Thin Is In For Itsy-Bitsy WiresThin Is In For Itsy-Bitsy Wires

The tinier, the faster. When it comes to transmitting electrons in networks and small devices, scientists all over the world are slicing wires down to microscopic levels that promise to shrink devices and speed transmissions.

Nanowires are the subject of experiments at the U.S. Department of Energy's Brookhaven National Laboratory on Long Island, where chemist John Smalley is working with Stanford University researchers on what they hope will be organic, single-molecule wires that are millions of times smaller than a human hair.

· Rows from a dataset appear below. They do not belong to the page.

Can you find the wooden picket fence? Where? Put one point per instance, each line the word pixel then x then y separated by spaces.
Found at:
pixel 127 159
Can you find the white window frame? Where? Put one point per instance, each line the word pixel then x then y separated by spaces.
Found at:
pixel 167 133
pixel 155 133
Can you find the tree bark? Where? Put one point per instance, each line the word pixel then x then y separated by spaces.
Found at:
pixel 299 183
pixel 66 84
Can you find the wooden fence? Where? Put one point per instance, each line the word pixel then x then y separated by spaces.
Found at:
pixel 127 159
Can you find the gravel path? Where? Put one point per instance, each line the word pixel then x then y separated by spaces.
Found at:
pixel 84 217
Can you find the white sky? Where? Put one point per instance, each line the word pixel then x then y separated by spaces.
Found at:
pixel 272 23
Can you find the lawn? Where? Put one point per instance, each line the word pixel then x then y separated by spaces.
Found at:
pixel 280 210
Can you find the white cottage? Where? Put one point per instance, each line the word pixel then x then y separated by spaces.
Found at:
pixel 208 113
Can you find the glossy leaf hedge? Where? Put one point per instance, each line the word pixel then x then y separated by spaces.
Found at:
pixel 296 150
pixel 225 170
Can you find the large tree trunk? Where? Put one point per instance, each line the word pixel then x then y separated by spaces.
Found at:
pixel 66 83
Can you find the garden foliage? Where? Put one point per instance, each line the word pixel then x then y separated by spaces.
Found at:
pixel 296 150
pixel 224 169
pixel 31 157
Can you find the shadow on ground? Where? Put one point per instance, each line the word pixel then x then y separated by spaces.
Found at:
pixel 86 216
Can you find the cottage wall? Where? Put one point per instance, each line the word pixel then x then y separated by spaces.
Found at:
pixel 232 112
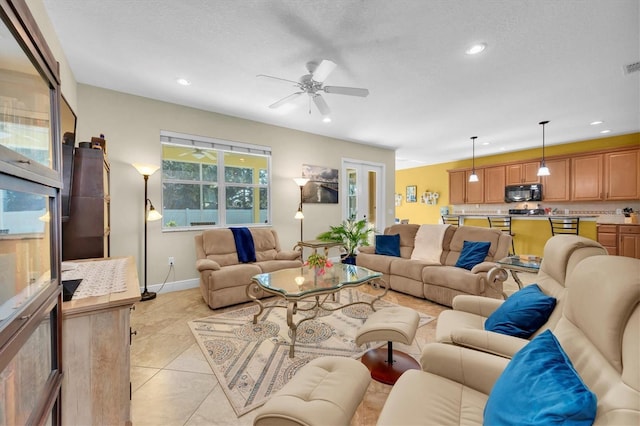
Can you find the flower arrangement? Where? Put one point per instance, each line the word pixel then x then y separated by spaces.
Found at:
pixel 319 262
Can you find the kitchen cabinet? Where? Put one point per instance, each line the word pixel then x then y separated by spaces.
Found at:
pixel 586 177
pixel 457 185
pixel 475 190
pixel 556 187
pixel 461 191
pixel 522 173
pixel 629 241
pixel 96 348
pixel 622 175
pixel 608 237
pixel 494 183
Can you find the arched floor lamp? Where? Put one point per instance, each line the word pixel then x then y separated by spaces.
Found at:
pixel 152 214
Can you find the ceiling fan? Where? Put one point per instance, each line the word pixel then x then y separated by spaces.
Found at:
pixel 198 153
pixel 313 83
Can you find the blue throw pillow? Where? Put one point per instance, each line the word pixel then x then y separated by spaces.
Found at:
pixel 388 245
pixel 522 313
pixel 473 252
pixel 540 387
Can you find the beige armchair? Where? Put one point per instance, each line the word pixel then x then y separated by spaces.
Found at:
pixel 464 324
pixel 598 329
pixel 223 279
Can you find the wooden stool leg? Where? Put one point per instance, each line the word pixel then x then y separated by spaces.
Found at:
pixel 387 365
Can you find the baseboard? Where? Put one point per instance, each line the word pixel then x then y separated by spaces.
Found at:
pixel 174 286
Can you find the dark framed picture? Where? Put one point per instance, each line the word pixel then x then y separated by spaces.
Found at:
pixel 412 191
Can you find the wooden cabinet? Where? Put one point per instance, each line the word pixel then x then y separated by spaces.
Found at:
pixel 96 388
pixel 457 186
pixel 556 187
pixel 629 241
pixel 608 237
pixel 622 175
pixel 85 234
pixel 517 174
pixel 474 190
pixel 586 178
pixel 609 176
pixel 461 191
pixel 494 183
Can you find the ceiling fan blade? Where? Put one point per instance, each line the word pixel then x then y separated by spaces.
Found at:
pixel 285 100
pixel 351 91
pixel 278 78
pixel 323 70
pixel 321 104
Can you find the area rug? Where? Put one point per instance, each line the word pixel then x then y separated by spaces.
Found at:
pixel 251 361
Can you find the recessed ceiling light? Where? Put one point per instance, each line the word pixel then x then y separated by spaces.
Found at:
pixel 476 48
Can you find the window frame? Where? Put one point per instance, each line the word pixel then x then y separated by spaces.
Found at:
pixel 220 148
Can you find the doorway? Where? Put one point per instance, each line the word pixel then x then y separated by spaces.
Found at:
pixel 363 197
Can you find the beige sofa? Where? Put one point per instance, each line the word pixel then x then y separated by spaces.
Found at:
pixel 599 330
pixel 438 281
pixel 223 279
pixel 464 324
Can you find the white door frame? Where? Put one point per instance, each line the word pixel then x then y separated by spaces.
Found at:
pixel 361 166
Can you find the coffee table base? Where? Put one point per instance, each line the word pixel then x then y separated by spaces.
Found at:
pixel 377 362
pixel 320 303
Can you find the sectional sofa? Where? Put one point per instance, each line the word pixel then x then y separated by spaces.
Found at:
pixel 438 279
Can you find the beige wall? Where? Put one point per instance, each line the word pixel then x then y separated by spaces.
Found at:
pixel 132 125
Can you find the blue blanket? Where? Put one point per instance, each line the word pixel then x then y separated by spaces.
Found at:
pixel 244 245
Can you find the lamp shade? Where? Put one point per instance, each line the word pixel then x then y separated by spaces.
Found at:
pixel 153 215
pixel 301 181
pixel 146 169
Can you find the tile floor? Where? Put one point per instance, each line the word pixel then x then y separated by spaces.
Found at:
pixel 173 384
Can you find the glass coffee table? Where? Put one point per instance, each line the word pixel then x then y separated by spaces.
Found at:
pixel 514 264
pixel 317 290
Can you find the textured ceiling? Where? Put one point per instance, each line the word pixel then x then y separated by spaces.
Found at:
pixel 545 60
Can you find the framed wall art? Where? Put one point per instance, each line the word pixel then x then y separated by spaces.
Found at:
pixel 412 191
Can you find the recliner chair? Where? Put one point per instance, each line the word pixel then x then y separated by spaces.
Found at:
pixel 598 330
pixel 464 324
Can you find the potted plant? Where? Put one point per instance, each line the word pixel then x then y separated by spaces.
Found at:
pixel 350 233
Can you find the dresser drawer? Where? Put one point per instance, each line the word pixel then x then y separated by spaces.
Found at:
pixel 608 239
pixel 607 228
pixel 629 229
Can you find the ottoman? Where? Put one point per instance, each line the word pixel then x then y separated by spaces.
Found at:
pixel 326 391
pixel 394 324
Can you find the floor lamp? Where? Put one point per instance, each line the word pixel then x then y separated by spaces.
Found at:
pixel 301 182
pixel 147 170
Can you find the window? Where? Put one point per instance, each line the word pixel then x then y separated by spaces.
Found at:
pixel 210 182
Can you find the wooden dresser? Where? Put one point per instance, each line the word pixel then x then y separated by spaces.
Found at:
pixel 620 239
pixel 96 339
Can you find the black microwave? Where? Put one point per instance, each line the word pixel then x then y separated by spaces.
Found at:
pixel 520 193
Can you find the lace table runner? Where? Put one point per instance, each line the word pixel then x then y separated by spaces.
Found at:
pixel 98 277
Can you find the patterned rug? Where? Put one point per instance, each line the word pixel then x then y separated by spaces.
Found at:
pixel 251 361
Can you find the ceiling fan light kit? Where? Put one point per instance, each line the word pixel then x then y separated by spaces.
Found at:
pixel 313 83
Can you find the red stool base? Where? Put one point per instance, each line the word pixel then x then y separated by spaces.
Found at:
pixel 377 362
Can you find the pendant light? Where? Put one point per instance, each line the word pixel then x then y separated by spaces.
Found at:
pixel 473 177
pixel 543 170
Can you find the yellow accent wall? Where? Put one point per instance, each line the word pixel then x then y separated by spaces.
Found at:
pixel 434 178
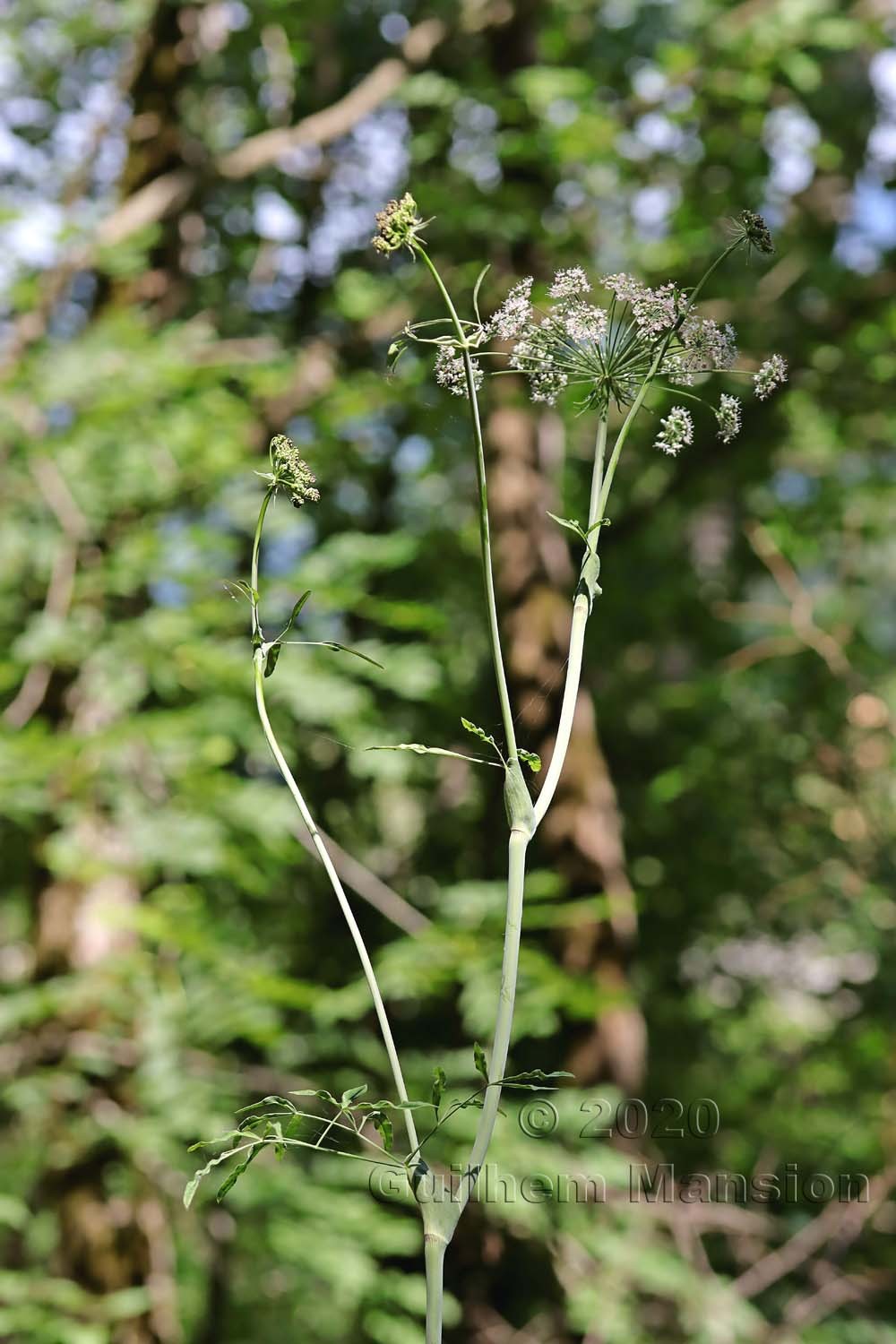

Nanowires have high rates of electron transfer with very low resistance, and could be used in devices such as network switches or molecular computers. "The smaller the electron element, the faster you can go," Smalley says. Nanowires currently functioning in labs are about 2,000 times thinner than a human hair. They consist of a long string of silicon atoms surrounded by organic molecules. Smalley anticipates that nanowire technology will be available in devices within a decade.

At the Max Planck Institute for Biophysical Chemistry in Gsttingen, Germany, scientists have figured out how to trim the cobwebs made by the black widow spider to about 5% of their normal size for possible use in nanowires. In nature, those spider-silk threads are between 3 micrometers and 5 micrometers wide and are strong and extremely flexible. By firing ultraviolet laser pulses at the web silk from different directions, researchers at the institute have been able to shave the wires down to 100 nanometers while maintaining that flexibility. They hope to produce a nanowire of that width that's a meter long. If the threads can be coated with conducting metal, they would create a thinner and far sturdier nanowire than the stuff that's commonly used in silicon-based nanowire.